Aku pernah berpikir, selama seseorang datang dengan niat yang baik dan perasaan yang tulus, semuanya akan baik-baik saja. Padahal kenyataannya, hidup tidak sesederhana itu.
Ada satu hal yang sering tak luput dari pembicaraan tentang suatu kisah, apa itu? waktu.
Banyak orang sibuk mencari sosok yang tepat, sibuk menimbang seberapa besar rasa yang dimiliki, atau mempertanyakan siapa yang lebih mencintai. Padahal kadang yang paling menentukan malah bukan itu semua. Melainkan, “kapan” dua hati itu bertemu.
Bayangkan ada seseorang yang datang ketika kita sedang hancur-hancurnya. Ia membawa ketulusan, kesabaran dan semua hal yang selama ini kita butuhkan. Ia hadir bukan untuk melukai.
Salahnya, justru di saat seperti itu kita sering kali tidak mampu menerima apapun.
Bukan karena ia kurang baik. Bukan karena perasaannya tidak cukup besar. Tetapi karena luka yang kita bawa masih terlalu segar.
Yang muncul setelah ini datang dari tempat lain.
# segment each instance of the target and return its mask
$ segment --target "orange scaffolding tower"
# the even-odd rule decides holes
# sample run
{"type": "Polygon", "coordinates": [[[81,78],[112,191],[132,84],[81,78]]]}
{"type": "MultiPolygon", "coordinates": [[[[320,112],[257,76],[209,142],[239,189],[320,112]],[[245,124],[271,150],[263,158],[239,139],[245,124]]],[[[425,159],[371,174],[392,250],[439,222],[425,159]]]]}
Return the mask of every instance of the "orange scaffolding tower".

Dunia mengartikannya penolakan, walaupun mungkin ada makna berbeda darinya, ketidaksiapan.
waktu berjalan.
Perlahan dengan pasti luka mengering. Ketakutan mulai berkurang. Kita kembali menata apa yang pernah berantakan.
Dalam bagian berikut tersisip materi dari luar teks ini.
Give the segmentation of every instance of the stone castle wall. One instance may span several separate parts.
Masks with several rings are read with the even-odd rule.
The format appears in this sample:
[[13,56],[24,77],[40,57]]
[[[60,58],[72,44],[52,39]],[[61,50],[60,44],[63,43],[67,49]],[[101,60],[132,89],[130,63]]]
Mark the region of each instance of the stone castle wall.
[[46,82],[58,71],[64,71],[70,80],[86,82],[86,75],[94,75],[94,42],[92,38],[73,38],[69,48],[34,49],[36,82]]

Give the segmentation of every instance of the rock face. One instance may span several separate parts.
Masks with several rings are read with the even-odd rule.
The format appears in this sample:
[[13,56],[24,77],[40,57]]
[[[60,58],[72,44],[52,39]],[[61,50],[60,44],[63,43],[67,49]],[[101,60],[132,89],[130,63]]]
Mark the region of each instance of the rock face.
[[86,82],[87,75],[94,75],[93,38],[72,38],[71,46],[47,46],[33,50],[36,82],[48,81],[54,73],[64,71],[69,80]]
Saat akhirnya hati benar-benar siap membuka pintu lagi, sering kali kita menoleh ke belakang. Mengingat seseorang yang pernah mengetuk pintu itu dengan sangat sabar.
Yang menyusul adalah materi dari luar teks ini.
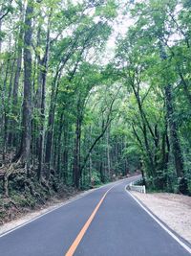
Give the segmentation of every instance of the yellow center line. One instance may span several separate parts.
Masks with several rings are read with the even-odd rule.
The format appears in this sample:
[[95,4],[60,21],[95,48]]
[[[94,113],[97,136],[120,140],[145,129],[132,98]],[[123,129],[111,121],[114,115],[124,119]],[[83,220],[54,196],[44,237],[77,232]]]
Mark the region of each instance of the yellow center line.
[[[119,183],[120,184],[120,183]],[[77,237],[75,238],[75,240],[74,241],[74,243],[72,244],[71,247],[69,248],[69,250],[67,251],[67,253],[65,254],[65,256],[73,256],[74,251],[76,250],[79,243],[81,242],[83,236],[85,235],[88,227],[90,226],[91,222],[93,221],[96,212],[98,211],[98,208],[100,207],[101,203],[103,202],[104,198],[106,198],[108,192],[113,189],[115,186],[117,186],[118,184],[114,185],[113,187],[111,187],[109,190],[106,191],[106,193],[103,195],[102,198],[100,199],[100,201],[97,203],[96,207],[95,208],[94,212],[91,214],[91,216],[89,217],[88,221],[86,221],[86,223],[84,224],[84,226],[82,227],[82,229],[80,230],[80,232],[78,233]]]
Namun ternyata hidup tidak benarbenar berhenti menunggu.
Seseorang yang dulu datang dengan seluruh keberaniannya ternyata sudah lelah. Bukan karena perasaannya hilang begitu saja, melainkan setiap perjuangan memiliki batas. Ia mungkin masih sesekali melihat dari kejauhan, memastikan kita baik2 saja. Tetapi ia tak lagi datang membawa harapan yang sama.
Dan di saat yang hampir bersamaan, datanglah seseorang yang lain.
Hanya seseorang yang hadir ketika hati kita akhirnya benar-benar siap menerima.
Mungkin di situlah letak ironi paling sunyi dalam sebuah kisah.
Bukan tentang dua orang yang tidak saling berharap. Justru sebaliknya. Mereka saling menemukan, hanya saja tidak pernah berada pada waktu yang sama.
Yang satu datang ketika yang lain masih sibuk menyembuhkan diri.
Yang satu siap ketika yang lain sudah terlalu lelah untuk menunggu.
Tidak ada yang benarbenar salah.
Tidak ada yang benarbenar kalah.
Hanya ada dua manusia yang akhirnya dipisahkan oleh waktu dan langkah.
Aku percaya, dalam kisah manapun, timing bukanlah segalanya. Cinta selalu membutuhkan komitmen, komunikasi, dan keputusan untuk terus bertahan. Tetapi tanpa kesiapan dari kedunya, bahkan ketulusan yang paling besar pun bisa berakhir menjadi cerita yang berlalu.
Karena, seseorang tidak selalu berarti kehilangan apa yang dia inginkan.
Kadang, ia hanya kehilangan waktunya.
Dan mungkin, itulah bentuk perpisahan yang terkadang paling sulit diterima.
Sebab pernah ada kursi yang disiapkan. Aku sempat mengira, yang kami butuhkan hanya waktu. Andai datangnya sedikit lebih lambat, atau sembuhnya sedikit lebih cepat, mungkin ceritanya akan berbeda.
Namun berlalunya waktu, aku mulai mengerti kalau, waktu bukan sekadar tentang cepat atau lambat. Mungkin, waktu memang salah satu cara Tuhan menjalankan takdir-Nya.
Jadi, bisa jadi…
yang selama ini kita sesali sebagai “waktu yang salah”, ternyata memang bukan kesalahan sama sekali. Tapi justru memang itu cara-Nya membawa kita menuju orang yang seharusnya.